C'est la version «extrême» de la sauce Chaude Boucane qui s'est valu le prix de la sixième New York City Hot Sauce Expo dans la catégorie des sauces fortes extrêmes.

La sauce du Domaine Britannia Mills remporte un premier prix à New York

Nouveau joueur dans le domaine des sauces fortes depuis 2015, David Croteau, propriétaire du Domaine Britannia Mills, a remporté récemment le premier prix de la sixième New York City Hot Sauce Expo dans la catégorie des sauces fortes extrêmes avec sa «Chaude Boucane Extrême», une sauce utilisant deux des trois piments les plus forts au monde que ce gentleman-farmer cultive sur ses terres de Saint-Liboire, en Montérégie.

«C’est la première fois que je remporte un prix comme celui-là et, sauf erreur, nous sommes la seule entreprise québécoise à avoir remporté un prix à cette exposition internationale cette année. C’est bien, car ça prouve qu’au Québec aussi, on peut créer des produits qui plaisent à la planète», raconte David, qui est originaire de Thetford Mines et est aussi ingénieur électrique chez Andritz Hydro Canada à Chambly.
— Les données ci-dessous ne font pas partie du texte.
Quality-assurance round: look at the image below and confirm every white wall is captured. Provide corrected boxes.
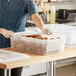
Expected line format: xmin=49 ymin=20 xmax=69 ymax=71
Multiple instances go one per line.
xmin=49 ymin=2 xmax=76 ymax=10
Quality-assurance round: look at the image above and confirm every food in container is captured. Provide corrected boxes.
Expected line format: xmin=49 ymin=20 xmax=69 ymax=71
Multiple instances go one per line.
xmin=11 ymin=34 xmax=65 ymax=54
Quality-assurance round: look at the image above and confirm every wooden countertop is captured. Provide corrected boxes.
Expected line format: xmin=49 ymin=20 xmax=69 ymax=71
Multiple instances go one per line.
xmin=0 ymin=48 xmax=76 ymax=69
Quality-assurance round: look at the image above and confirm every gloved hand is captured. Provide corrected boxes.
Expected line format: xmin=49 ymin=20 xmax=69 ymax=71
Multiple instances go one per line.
xmin=0 ymin=28 xmax=14 ymax=38
xmin=41 ymin=28 xmax=53 ymax=35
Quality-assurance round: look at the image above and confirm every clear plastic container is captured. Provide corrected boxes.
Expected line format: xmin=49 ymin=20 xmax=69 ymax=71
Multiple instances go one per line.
xmin=11 ymin=34 xmax=65 ymax=54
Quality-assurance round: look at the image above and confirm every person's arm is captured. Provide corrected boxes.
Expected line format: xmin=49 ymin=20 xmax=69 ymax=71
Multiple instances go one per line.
xmin=0 ymin=28 xmax=14 ymax=38
xmin=31 ymin=13 xmax=52 ymax=34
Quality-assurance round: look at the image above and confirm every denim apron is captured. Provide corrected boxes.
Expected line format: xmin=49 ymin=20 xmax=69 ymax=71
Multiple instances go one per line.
xmin=0 ymin=0 xmax=37 ymax=48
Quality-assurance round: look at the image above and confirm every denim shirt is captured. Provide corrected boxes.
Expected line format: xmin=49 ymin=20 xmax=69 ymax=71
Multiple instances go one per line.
xmin=0 ymin=0 xmax=37 ymax=48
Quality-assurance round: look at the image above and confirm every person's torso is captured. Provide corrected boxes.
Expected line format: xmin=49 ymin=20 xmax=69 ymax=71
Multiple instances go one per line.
xmin=0 ymin=0 xmax=28 ymax=32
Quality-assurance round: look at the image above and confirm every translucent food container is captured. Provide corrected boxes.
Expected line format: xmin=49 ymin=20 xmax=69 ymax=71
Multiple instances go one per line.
xmin=11 ymin=34 xmax=65 ymax=54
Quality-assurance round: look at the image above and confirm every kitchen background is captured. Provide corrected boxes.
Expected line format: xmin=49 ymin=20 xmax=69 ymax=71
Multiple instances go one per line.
xmin=22 ymin=0 xmax=76 ymax=76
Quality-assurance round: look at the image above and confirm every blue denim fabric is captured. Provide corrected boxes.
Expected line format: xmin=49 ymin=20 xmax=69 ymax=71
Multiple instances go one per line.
xmin=0 ymin=0 xmax=37 ymax=48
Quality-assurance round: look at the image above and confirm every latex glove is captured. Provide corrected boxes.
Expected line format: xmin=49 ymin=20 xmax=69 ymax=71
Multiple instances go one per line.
xmin=0 ymin=28 xmax=14 ymax=38
xmin=42 ymin=28 xmax=53 ymax=35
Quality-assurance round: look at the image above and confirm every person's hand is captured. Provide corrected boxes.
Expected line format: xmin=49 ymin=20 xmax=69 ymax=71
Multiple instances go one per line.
xmin=41 ymin=28 xmax=53 ymax=35
xmin=0 ymin=28 xmax=14 ymax=38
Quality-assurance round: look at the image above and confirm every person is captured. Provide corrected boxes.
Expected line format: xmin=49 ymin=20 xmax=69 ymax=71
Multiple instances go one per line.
xmin=0 ymin=0 xmax=51 ymax=76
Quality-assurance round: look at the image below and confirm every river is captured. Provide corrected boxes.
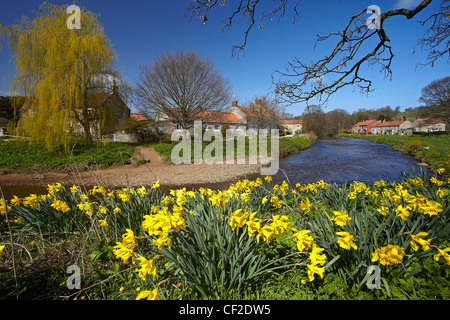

David Croteau, propriétaire du Domaine Britannia Mills

Sa sauce victorieuse a été créée à partir de piments Trinidad Scorpion Butch T et Trinidad Scorpion Moruga, respectivement deuxième et troisième piments les plus forts au monde, et d’ail, qu’il fait fumer lui-même avec du vrai bois. En plus de cultiver les piments et l’ail, David fabrique aussi les sauces et contrôle donc toutes les étapes de la production. Ses sauces sont également en vente partout au Québec via le réseau de distribution saucespiquantes.ca et sur son site web www.britanniamills.com.

L’intérêt de David pour les piments forts et les sauces piquantes est né quand il a commencé à faire pousser des plants de piment jalapeno et cayenne sur son patio. «J’ajoutais de nouvelles sortes chaque année et j’ai découvert qu’il y avait beaucoup de variété. Je me suis mis à commander de partout dans le monde pour goûter de nouvelles saveurs», explique David, qui a finalement décidé d’acheter une terre en Montérégie en 2015, puis de commencer la fabrication de sauce à l’été de la même année.

Maintenant, il a même créé quelques hybrides de piments forts qu’il incorpore graduellement à ses sauces, dont le bien nommé «Hell Carrot» qui est maintenant stabilisé, ayant atteint la huitième génération cette année.

Idéalement, le jeune entrepreneur souhaiterait qu’un jour, sa production agricole prenne le dessus sur ses autres activités professionnelles. «J’aimerais vivre de mes sauces, mais aussi de mes autres productions comme les pommes et les raisins de table, pour lesquels je voudrais développer l’autocueillette», conclut-il.